I really was livid, and thought maybe AA’s social media team would be helpful. Nope, it’s patronizing. (Note, my reference to “15-minute change” was inartful in my lividness.  It’s a 15-minute connection caused by a 75-minute change.”

See the exchange:

I love that AA’s “solution” is to tell me I’m “welcome” to go on its website every day and check the literally 100 options for getting to Barcelona on AA and its partner — oh wait I CAN’T EVEN DO THAT because AA.com doesn’t show Iberia award availability!!!!  So I’m supposed to just spend my free time in the next 3 months checking AA.com for AA flight availability AND BA.com for Iberia flight availability, and, hahah it’s a joke because AA never releases saver availability.  It took self-restraint to tell AA that it was not “welcome to <expletive> my <expletive>.

I haven’t decided what I want to do.  I certainly do not want to spend 17 hours to get from DC to Spain – i.e., 4 hours longer than a flight from DC to Abu Dhabi – with 2 legs in coach, when I’m paying for a business class ticket.
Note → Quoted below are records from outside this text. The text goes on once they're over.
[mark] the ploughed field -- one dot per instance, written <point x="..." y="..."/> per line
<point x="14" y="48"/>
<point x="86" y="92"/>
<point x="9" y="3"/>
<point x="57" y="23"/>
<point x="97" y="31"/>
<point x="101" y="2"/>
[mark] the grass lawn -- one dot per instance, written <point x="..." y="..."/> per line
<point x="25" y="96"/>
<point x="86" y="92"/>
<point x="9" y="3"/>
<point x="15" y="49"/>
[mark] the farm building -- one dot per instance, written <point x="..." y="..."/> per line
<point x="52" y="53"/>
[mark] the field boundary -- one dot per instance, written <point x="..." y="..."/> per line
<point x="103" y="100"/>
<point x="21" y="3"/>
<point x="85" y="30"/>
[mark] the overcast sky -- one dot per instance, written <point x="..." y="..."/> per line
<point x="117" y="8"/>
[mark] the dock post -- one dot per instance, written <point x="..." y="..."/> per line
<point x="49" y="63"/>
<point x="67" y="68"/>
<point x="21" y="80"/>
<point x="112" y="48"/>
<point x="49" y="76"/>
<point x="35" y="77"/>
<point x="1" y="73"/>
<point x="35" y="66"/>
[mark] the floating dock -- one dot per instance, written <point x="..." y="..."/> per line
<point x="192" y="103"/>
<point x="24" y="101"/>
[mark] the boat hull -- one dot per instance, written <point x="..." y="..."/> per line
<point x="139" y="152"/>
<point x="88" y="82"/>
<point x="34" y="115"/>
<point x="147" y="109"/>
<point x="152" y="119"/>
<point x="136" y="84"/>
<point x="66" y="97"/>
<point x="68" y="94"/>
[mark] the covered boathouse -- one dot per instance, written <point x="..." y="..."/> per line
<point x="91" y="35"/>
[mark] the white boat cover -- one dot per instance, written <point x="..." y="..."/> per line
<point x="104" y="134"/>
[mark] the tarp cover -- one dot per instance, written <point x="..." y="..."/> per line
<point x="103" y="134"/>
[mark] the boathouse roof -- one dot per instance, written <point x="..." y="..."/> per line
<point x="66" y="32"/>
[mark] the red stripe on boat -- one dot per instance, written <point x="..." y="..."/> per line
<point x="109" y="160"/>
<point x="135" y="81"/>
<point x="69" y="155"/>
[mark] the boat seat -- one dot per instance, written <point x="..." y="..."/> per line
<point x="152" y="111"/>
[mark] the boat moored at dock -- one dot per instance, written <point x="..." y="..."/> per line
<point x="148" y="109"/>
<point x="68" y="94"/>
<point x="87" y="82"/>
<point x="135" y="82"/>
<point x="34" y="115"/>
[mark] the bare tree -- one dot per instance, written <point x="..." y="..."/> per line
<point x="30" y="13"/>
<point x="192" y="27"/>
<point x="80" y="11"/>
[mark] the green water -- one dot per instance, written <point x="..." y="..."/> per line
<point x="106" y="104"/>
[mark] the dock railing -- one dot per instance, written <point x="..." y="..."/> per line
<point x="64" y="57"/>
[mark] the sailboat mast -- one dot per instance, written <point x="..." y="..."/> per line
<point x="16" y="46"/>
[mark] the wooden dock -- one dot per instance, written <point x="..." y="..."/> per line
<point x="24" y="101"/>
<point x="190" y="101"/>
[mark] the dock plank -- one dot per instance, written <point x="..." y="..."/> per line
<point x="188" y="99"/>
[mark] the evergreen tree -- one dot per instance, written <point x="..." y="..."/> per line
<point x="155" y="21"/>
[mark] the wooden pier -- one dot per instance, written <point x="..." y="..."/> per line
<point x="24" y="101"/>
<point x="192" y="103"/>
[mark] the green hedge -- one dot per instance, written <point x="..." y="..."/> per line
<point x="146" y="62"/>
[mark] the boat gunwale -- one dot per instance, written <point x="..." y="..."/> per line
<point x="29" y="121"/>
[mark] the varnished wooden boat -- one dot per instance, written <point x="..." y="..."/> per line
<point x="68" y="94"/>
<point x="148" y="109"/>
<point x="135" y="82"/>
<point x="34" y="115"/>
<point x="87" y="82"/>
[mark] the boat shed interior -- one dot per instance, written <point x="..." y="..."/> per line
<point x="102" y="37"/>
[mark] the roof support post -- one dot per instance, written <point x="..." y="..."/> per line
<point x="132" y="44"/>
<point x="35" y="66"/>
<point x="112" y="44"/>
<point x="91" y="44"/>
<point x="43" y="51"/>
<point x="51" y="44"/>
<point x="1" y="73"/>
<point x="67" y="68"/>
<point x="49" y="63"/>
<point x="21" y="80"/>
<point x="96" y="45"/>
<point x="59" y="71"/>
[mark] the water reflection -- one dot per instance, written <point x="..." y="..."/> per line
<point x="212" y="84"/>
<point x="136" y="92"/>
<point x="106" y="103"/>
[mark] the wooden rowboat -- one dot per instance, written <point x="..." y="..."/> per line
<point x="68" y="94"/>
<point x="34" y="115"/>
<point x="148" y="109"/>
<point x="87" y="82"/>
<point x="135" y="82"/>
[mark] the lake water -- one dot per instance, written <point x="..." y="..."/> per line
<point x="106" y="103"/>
So for now, I have an illegal connection on a ticket that AA still hasn’t proactively told me about or rebooked.

Seriously AA, I had low expectations of you, but this is insane. Maybe if I kissed their butts like some of the bloggers that sell their products I’d get reasonable customer service.


3 thoughts on “Exhibit #23 Why I Left AA and It is A Customer-Unfriendly Airline

  1. Pingback: Marriott Rewards Devalues, Hilton Status Match, Traveling While Asian, AA Sinking, Blogs I Like Changes - TravelBloggerBuzz

  2. Zo

    My suggestion is to take the flight to MAD as is, and then head to one of the Iberia desks air-side and have them put you on one of the other MAD-BCN flights. It sucks, and doesn’t absolve AA, but hopefully they will cause a fuss with AA afterwards and it will register somehow, somewhere

  3. Matthew

    I had this happen with a combination of revenue and mileage tickets. Had to get a supervisor to do anything. It took a while, but eventually, AA sorted it out and everyone got on the same flight IB after the schedule change.